Nancy J. Parra said...

Hi Paul, I loved this one. I thought Peter Weller's character made the decision to die with her after Walter's warning of madness and guilt.
Plus I loved the white tulip in the mail. Walter said if God sent him a white tulip then God could forgive him and if God could forgive then Peter could forgive...thus opening the door to Peter being told.
Just my thoughts. Great review and great episode. Cheers!

Paul Levinson said...

Great thoughts, Nancy - and glad you enjoyed the review!

Paul Levinson said...

PS - But just thinking about this - and the points you raise, Nancy - if Walter's interpretation of the tulip is that God wanted him to tell Peter, then why did Walter destroy the letter?

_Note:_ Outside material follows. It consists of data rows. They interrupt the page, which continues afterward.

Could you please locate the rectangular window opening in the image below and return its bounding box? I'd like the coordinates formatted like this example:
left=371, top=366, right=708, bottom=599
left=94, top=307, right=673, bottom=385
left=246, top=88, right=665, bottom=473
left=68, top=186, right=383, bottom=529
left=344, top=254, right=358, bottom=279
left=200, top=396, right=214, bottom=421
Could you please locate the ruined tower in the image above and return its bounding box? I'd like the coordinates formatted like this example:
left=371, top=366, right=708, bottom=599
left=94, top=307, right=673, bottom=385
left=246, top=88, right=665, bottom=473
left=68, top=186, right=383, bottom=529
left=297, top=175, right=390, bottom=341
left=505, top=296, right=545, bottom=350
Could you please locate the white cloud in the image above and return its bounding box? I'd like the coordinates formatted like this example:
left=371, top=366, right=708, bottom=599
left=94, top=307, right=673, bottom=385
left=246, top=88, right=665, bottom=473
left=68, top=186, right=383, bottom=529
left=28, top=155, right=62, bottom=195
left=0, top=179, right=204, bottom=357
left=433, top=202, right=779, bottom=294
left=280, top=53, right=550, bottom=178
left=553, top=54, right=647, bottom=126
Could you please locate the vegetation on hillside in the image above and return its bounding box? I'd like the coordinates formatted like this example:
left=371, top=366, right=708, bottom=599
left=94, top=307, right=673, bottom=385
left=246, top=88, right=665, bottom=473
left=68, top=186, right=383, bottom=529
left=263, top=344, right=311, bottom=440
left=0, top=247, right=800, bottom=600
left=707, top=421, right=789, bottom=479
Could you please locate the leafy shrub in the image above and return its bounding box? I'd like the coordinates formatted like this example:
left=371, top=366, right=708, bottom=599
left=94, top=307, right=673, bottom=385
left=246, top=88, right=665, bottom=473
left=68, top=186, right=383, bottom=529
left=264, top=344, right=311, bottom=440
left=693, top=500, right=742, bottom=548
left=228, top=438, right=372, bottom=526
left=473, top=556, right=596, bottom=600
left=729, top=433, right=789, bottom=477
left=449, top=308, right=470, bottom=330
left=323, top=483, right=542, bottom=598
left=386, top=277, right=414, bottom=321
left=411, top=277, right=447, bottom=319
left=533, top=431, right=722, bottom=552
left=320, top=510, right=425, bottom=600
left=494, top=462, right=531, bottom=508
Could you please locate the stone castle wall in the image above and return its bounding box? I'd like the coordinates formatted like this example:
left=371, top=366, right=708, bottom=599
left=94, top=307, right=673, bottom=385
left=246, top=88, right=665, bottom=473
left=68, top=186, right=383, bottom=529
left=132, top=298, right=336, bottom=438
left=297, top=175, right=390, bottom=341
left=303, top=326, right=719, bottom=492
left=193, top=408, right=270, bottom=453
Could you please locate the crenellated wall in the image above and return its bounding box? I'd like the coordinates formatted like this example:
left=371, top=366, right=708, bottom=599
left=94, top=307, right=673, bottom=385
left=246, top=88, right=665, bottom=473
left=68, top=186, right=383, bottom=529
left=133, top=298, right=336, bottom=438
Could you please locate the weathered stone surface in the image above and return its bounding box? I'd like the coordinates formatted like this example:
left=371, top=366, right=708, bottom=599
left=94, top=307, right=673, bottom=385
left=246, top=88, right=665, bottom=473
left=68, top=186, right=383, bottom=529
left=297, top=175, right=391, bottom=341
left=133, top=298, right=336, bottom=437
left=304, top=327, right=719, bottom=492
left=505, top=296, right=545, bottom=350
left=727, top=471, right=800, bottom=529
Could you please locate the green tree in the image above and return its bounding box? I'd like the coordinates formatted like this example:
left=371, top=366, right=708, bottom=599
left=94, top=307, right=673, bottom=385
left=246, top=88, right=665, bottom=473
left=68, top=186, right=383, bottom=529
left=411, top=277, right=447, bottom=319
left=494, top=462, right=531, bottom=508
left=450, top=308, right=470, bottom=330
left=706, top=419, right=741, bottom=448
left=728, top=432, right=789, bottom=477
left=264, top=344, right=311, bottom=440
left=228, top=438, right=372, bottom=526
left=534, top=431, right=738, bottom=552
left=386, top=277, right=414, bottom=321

Because Walter wanted to tell Peter in person? Perhaps...

Larry said...

Paul, thought about you and The Plot to Save Socrates while I was watching this one. I also enjoyed the small changes in the resets, esp. when Alistair tells the pickpocket kid "Sorry to put you through this again".

Great episode, enjoyable series. I'd really like to see more of the other side, and what's up with the bald guys? Are they just watchers from a 3rd universe? or maybe the future?

Alisa Marie said...

absolutly love your blog.

I want to agree and expand on what Nancy Said:

I DO believe that Peck was INDEED moved by Walters speech. His original plan was to pull her from the car and bring her back.

But afters walter's speech he chose to end the cycle and die with her.

IMHO, The tulip he shared with Walter was Peck's way of resolving Walter of his sins. To Peck, Walter righted a potential wrong by preventing a repeated mistake. If there were a god, he would have found this to be a repentive move.

Paul Levinson said...

I'm glad you enjoy the blog, Alisa Marie - it does a writer good to have readers like you.

I guess I'm more of an optimist and less of a fatalist than you and Nancy - however poetic such fatalism may be.

I like to think Peck thought he could triumph over the universe, and reclaim the happy life he lost with his fiance, when he got into that car with her. He would have driven away with her, thrilled to the core, but the universe did reach out and have the last word....

Larry - you and I both about The Plot to Save Socrates :)

I think we'll be seeing a lot more about the other side on Fringe, soon.

My best guess about the bald guys is that they are indeed from a third universe - or at least someplace that understands and seeks to control what goes on in cross-universe transactions. This would make their place of origin a meta-universe.